Jekyll first seems to see himself more as a salad than a cooked pancake, meaning he sees himself as a collection of separate and distinct elements that can be picked apart. In the novella, this is seen as Jekyll discovers how to separate only one aspect of himself (the evil, immoral aspect). In reality, however, he is not picking apart elements of a salad but elements of a cooked pancake. He has learned how to pick apart a cooked raspberry from the pancake.
Jekyll seems to miss two things that have led him to think he was picking apart a salad instead of a raspberry pancake.

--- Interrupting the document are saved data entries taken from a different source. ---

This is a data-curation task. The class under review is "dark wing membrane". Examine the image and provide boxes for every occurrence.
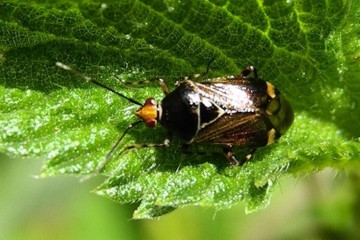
[193,112,271,147]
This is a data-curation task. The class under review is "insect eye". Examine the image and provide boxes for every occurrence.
[145,97,156,106]
[146,119,157,128]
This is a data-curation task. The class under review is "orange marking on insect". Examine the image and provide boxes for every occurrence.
[135,98,158,127]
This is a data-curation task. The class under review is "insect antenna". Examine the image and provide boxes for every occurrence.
[56,62,145,176]
[55,62,142,106]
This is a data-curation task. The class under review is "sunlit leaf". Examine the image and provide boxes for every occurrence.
[1,0,359,218]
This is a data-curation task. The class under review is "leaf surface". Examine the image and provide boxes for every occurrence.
[1,0,359,218]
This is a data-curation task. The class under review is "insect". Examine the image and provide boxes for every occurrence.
[56,62,294,170]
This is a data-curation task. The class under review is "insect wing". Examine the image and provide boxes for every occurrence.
[195,80,267,113]
[194,113,270,147]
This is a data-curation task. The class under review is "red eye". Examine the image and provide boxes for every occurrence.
[146,119,157,128]
[145,98,155,106]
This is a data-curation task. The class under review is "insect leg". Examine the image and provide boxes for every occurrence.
[176,58,216,82]
[113,76,170,95]
[116,134,171,157]
[204,57,215,77]
[158,79,171,95]
[223,147,256,166]
[240,66,258,79]
[181,144,217,160]
[240,149,256,165]
[222,147,240,166]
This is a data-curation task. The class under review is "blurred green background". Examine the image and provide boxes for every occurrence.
[1,155,359,240]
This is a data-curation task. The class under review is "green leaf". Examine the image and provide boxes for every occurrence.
[1,0,359,219]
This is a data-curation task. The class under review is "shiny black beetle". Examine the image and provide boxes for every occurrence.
[56,63,294,168]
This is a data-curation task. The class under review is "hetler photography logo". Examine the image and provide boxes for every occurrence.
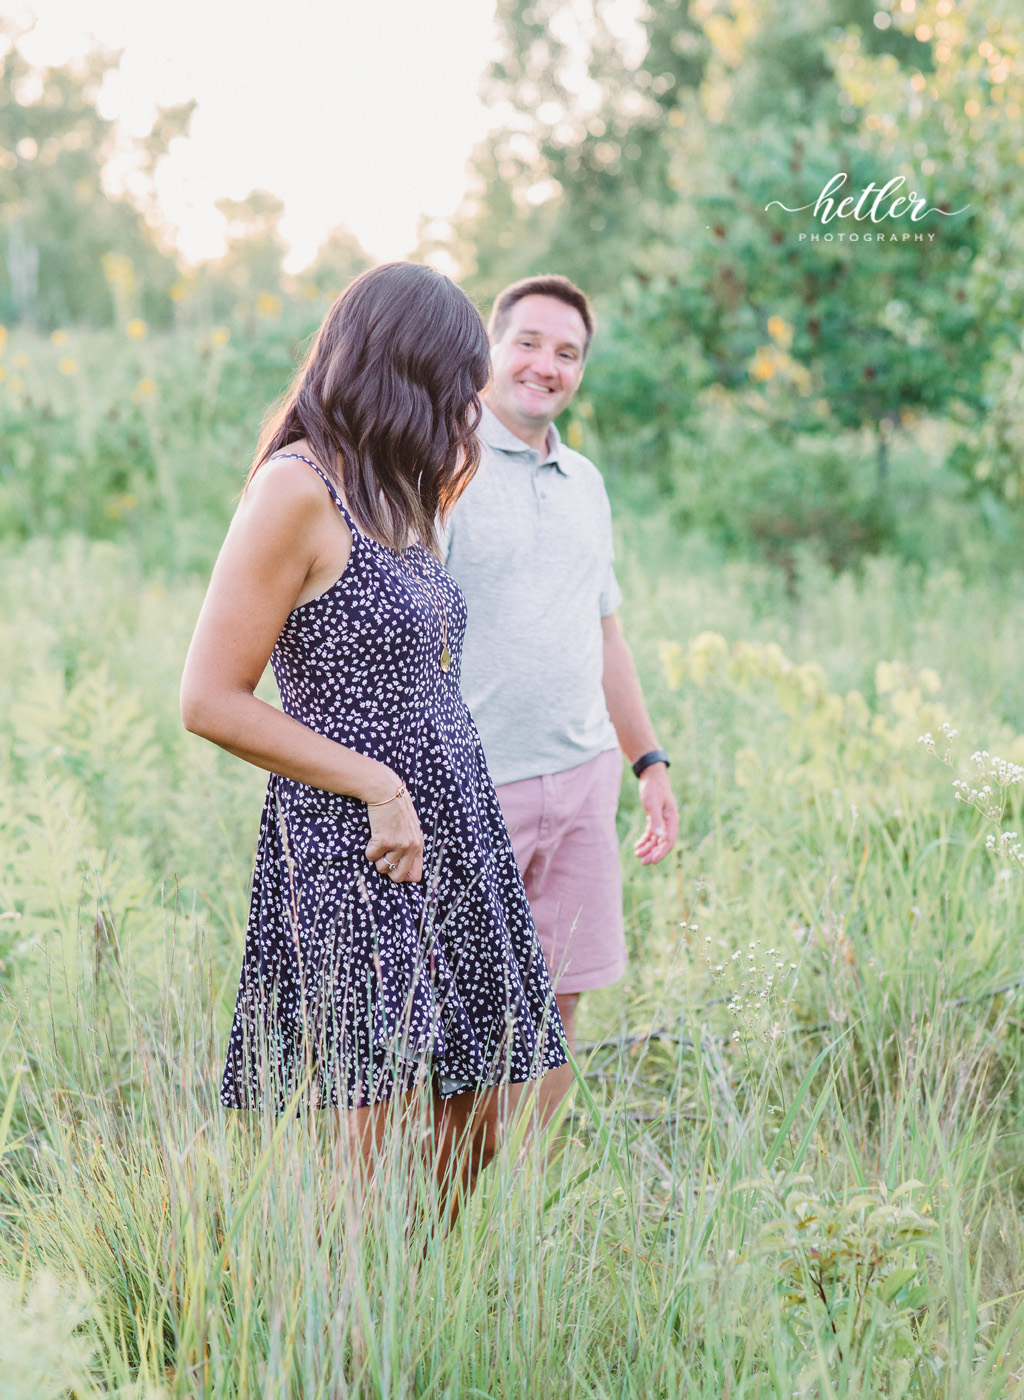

First, like the process of cooking, life transforms the ingredients that are exposed to life’s experiences. This exposure to life is what causes Hyde to grow in power and develop his own dominant personality. In my raspberry pancake, this would be analogous to separating the raspberry, possibly continuing to cook it, and then attempting to piece it back together. This piecing back together would not work as the raspberry has developed into something different that would take over the pancake. At a certain point, it will be impossible to put the two elements back together. This is what happens in the novella as Hyde eventually starts to take over completely as shown when Jekyll writes, “I was led to remark that whereas, in the beginning, the difficulty had been to thr ow off the body of Jekyll, it had of late, gradually but decidedly transferred itself to the other side. All things therefore seemed to point to this: that I was slowly lo sing hold of my original and better self, and becoming slowly incorporated with my second and worse” (52-53).
Second, Jekyll, at first, does not seem to understand that there is beauty in the bad, the good, and all of the elements that make these two parts up existing and “baked” into one person as he is of the opinion that he would be better off and in less pain if these different elements were separated. Jekyll explains that he thought “it was the curse of mankind that these incongruous faggots were thus bound together—that in the agonised womb of consciousness, these polar twins should be continuously struggling. How, then, were they dissociated?” (47). As a result of this desire, Jekyll is able to successfully separate his “immoral” part at times (separating the raspberries). He also hypothesizes that “[o]thers will follow, others will outstrip me on the same lines; and I hazard to guess that man will be ultimately known for a mere polity of multifarious, incongruous and independent denizens”(46), showing that he believes that eventually, others will figure out how to separate the rest of the parts (analogous to separating the cooked egg and cooked flour from the cooked pancake). In reality, and as Jekyll eventually seems to discover, humans are more like a cooked pancake where the ingredients are completely integrated to create a more complex, cohesive, and “better” whole—meaning that there is beauty in the integrated whole. This does not mean that it would not be possible to separate the different elements that make up an individual, but it does mean that you would be getting a completely different substance.
In the end, Strange Case of Dr. Jekyll and Mr. Hyde seems to suggest that the different parts of a human should be fully integrated and that the “bad” and “good” sides (along with all of the other potential denizens of a human) should be completely integrated. Jekyll writes that he “prefers the elderly and discontented doctor, surrounded by friends and cherishing honest hopes; and bade a resolute farewell to the liberty, the comparative youth, the light step, leaping pulses and secret pleasures, that [Jekyll] had enjoyed in the disguise of Hyde” (52), and so decides to suppress Hyde once and for all. This, the opposite of integrating Hyde into his persona, results in the ultimate death of Jekyll and Hyde. Like a raspberry pancake, humans seem to operate best when all parts are baked/cooked together instead of artificially separated. A human that is “baked” together by life experiences seems to make for the most complex version of a human. Jekyll’s desire to isolate the different parts within him can be seen as isolating the different ingredients when baking. What he importantly missed is that if one wants to be a whole integrated self, one needs to embrace and integrate the good along with what he perceives as the bad.
This creative project suggests that the fully integrated human, where all the individual parts are fully integrated, is a healthier, more fulfilling way to live one’s life.
I think this creative project has made the novella’s highlighting of the value and importance of not suppressing or attempting to isolate any one aspect of the self and the importance of self-integration to realize one’s true self clearer to me. It has also helped me think about some of the concepts in Jekyll and Hyde in terms of Jungian-type thinking. Jung would seem to agree with this “cooking analysis” in that Jekyll should not be trying to separate Hyde (possibly the Jungian Shadow) but should instead be trying to integrate him to create an individuated, more fulfilled, and whole individual (through the process of individuation).